The second half of this luscious book is devoted to heirloom vegetables — a perfect how-to guide with recommendations for specific reliable varieties. The first half of the book offers an entertaining autobiographical account of Jere Gettle’s conversion to heirlooms that started when he was only 17 years old and eventually led to world travels in search of heirloom seeds.

It led to so much more, too. “My passion for promoting sustainable, local food has long been intertwined in all aspects of my life,” Gettle writes, “and in 2006, it led me to my wife. … When she walked into the seed store in March of that year, my heart stood still.”

As for the store, its keys were kept above the front door. “That way, if one of our neighbors really needed turnip or rutabaga seed, they could come by, grab a few packets, and get back to us later with a couple of dollars or some fresh produce.”

If you want to understand why heirloom gardening is important in a world increasingly defined by industrial agriculture, or if you would like some insight into what makes an heirloom aficionado’s heart race or if you simply wish to re-experience your own delight in growing heirlooms, The Heirloom Life Gardener is a must-have purchase.

It’s a book to be savored.

Although there is no firm agreement about what qualifies a plant for heirloom status, generally the term is applied to non-hybrid, open-pollinated plants over 50 years old. They tend to be pass-along plants, often with an interesting history.

William Welch and Greg Grant take a somewhat broader view of the word “heirloom.” For them, it refers to “our Southern gardening heritage,” to “tough … living antiques,” to “the best-adapted and ‘time-tested’ species for the South.”

The result of their perspective is a big, inclusive and rich survey that commences with a consideration Native American, Spanish, French, African, English, German, Italian and Asian horticultural influences. There’s a nifty chapter, too, on “Natives, Invasives, Cemeteries, and Rustling.”

Most of Heirloom Gardening in the South is devoted to specific plants, each of which is superbly profiled and illustrated. The book is such a cornucopia of plant selections with pertinent information that nearly every reader is likely to be surprised by one or another entry.

At the top of my surprise-list was the blackberry lily with foliage that can “fool the gardener” into thinking it’s an iris. I hate to admit it, but I have never seen one of these day-blooming naturalized perennials. Now that I have been introduced to this cutie, I want it.

Heirloom Gardening in the South primarily features flowering plants, while The Heirloom Life Gardener celebrates vegetables. So, in effect, these well-made books are companion volumes.

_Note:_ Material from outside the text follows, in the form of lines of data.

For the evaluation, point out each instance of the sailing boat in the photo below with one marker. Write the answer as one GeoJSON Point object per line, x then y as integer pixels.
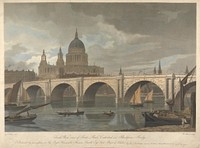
{"type": "Point", "coordinates": [136, 99]}
{"type": "Point", "coordinates": [17, 118]}
{"type": "Point", "coordinates": [149, 97]}
{"type": "Point", "coordinates": [15, 97]}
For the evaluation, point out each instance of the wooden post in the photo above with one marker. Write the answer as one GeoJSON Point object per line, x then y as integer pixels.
{"type": "Point", "coordinates": [193, 110]}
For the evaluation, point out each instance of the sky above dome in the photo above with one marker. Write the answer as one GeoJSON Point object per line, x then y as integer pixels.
{"type": "Point", "coordinates": [133, 36]}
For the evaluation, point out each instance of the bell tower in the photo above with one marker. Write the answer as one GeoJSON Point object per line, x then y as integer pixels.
{"type": "Point", "coordinates": [60, 61]}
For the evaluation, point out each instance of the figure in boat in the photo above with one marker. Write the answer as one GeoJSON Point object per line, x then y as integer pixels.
{"type": "Point", "coordinates": [68, 113]}
{"type": "Point", "coordinates": [16, 97]}
{"type": "Point", "coordinates": [136, 100]}
{"type": "Point", "coordinates": [170, 117]}
{"type": "Point", "coordinates": [149, 97]}
{"type": "Point", "coordinates": [110, 113]}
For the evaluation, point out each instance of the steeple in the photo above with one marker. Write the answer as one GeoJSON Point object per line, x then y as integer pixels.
{"type": "Point", "coordinates": [159, 69]}
{"type": "Point", "coordinates": [120, 71]}
{"type": "Point", "coordinates": [186, 70]}
{"type": "Point", "coordinates": [43, 58]}
{"type": "Point", "coordinates": [154, 71]}
{"type": "Point", "coordinates": [76, 34]}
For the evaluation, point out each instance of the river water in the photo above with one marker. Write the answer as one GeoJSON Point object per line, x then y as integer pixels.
{"type": "Point", "coordinates": [93, 119]}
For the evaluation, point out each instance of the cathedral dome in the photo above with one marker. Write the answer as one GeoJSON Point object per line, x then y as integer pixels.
{"type": "Point", "coordinates": [76, 45]}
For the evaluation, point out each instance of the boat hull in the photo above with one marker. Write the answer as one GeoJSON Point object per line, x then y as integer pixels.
{"type": "Point", "coordinates": [136, 105]}
{"type": "Point", "coordinates": [14, 107]}
{"type": "Point", "coordinates": [70, 113]}
{"type": "Point", "coordinates": [152, 120]}
{"type": "Point", "coordinates": [100, 117]}
{"type": "Point", "coordinates": [20, 119]}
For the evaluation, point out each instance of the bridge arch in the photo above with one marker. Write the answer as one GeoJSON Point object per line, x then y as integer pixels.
{"type": "Point", "coordinates": [89, 96]}
{"type": "Point", "coordinates": [146, 87]}
{"type": "Point", "coordinates": [36, 93]}
{"type": "Point", "coordinates": [7, 92]}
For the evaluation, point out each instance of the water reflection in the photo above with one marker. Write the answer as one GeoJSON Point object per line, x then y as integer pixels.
{"type": "Point", "coordinates": [93, 119]}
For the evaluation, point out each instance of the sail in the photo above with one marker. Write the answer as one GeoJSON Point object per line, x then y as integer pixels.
{"type": "Point", "coordinates": [136, 99]}
{"type": "Point", "coordinates": [13, 97]}
{"type": "Point", "coordinates": [149, 96]}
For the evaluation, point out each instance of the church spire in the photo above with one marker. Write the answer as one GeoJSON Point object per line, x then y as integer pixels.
{"type": "Point", "coordinates": [154, 71]}
{"type": "Point", "coordinates": [120, 71]}
{"type": "Point", "coordinates": [76, 34]}
{"type": "Point", "coordinates": [159, 69]}
{"type": "Point", "coordinates": [43, 58]}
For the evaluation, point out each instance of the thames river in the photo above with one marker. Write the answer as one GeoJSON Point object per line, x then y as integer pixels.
{"type": "Point", "coordinates": [125, 117]}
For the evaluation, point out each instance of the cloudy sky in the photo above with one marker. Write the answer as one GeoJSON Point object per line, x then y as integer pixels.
{"type": "Point", "coordinates": [133, 36]}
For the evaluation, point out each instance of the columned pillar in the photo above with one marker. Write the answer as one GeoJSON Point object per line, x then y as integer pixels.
{"type": "Point", "coordinates": [172, 86]}
{"type": "Point", "coordinates": [47, 90]}
{"type": "Point", "coordinates": [166, 89]}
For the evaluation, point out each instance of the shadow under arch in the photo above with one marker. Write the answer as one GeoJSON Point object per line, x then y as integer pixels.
{"type": "Point", "coordinates": [188, 89]}
{"type": "Point", "coordinates": [7, 92]}
{"type": "Point", "coordinates": [36, 94]}
{"type": "Point", "coordinates": [91, 99]}
{"type": "Point", "coordinates": [63, 95]}
{"type": "Point", "coordinates": [146, 86]}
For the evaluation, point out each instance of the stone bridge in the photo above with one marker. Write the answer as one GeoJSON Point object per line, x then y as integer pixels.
{"type": "Point", "coordinates": [123, 86]}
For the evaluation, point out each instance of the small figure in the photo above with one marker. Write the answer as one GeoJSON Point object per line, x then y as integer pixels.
{"type": "Point", "coordinates": [155, 115]}
{"type": "Point", "coordinates": [183, 121]}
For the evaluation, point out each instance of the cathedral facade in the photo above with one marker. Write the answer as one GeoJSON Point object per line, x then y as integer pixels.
{"type": "Point", "coordinates": [76, 63]}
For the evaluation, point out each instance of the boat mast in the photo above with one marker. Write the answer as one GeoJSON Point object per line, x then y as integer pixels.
{"type": "Point", "coordinates": [182, 83]}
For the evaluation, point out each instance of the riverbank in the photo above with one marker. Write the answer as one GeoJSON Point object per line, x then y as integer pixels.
{"type": "Point", "coordinates": [167, 128]}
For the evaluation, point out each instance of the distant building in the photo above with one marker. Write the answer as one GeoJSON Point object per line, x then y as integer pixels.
{"type": "Point", "coordinates": [76, 63]}
{"type": "Point", "coordinates": [14, 76]}
{"type": "Point", "coordinates": [186, 70]}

Both make for fascinating reading and will be especially prized by the heirloom gardener in your life.


Gardening tips

Why not grow your own tomato transplants this year? You can select the varieties you want, rather than settling for what is available come planting time. Plant your seed in trays or small pots and place them in larger trays partially filled with water on top of your refrigerator. It is important to bottom water the transplants to lesson the chance of damping off disease. Once they seedlings start to emerge, place the plants under fluorescent lights. Keep the light bulbs within a few inches of the leaves, raising the light as the plants grow. In three to four weeks you can step your transplants up to larger containers and harden them off by setting them out on a protected patio or porch during warm spells. This will help them make the adjustment to outside conditions once all danger or frost has passed.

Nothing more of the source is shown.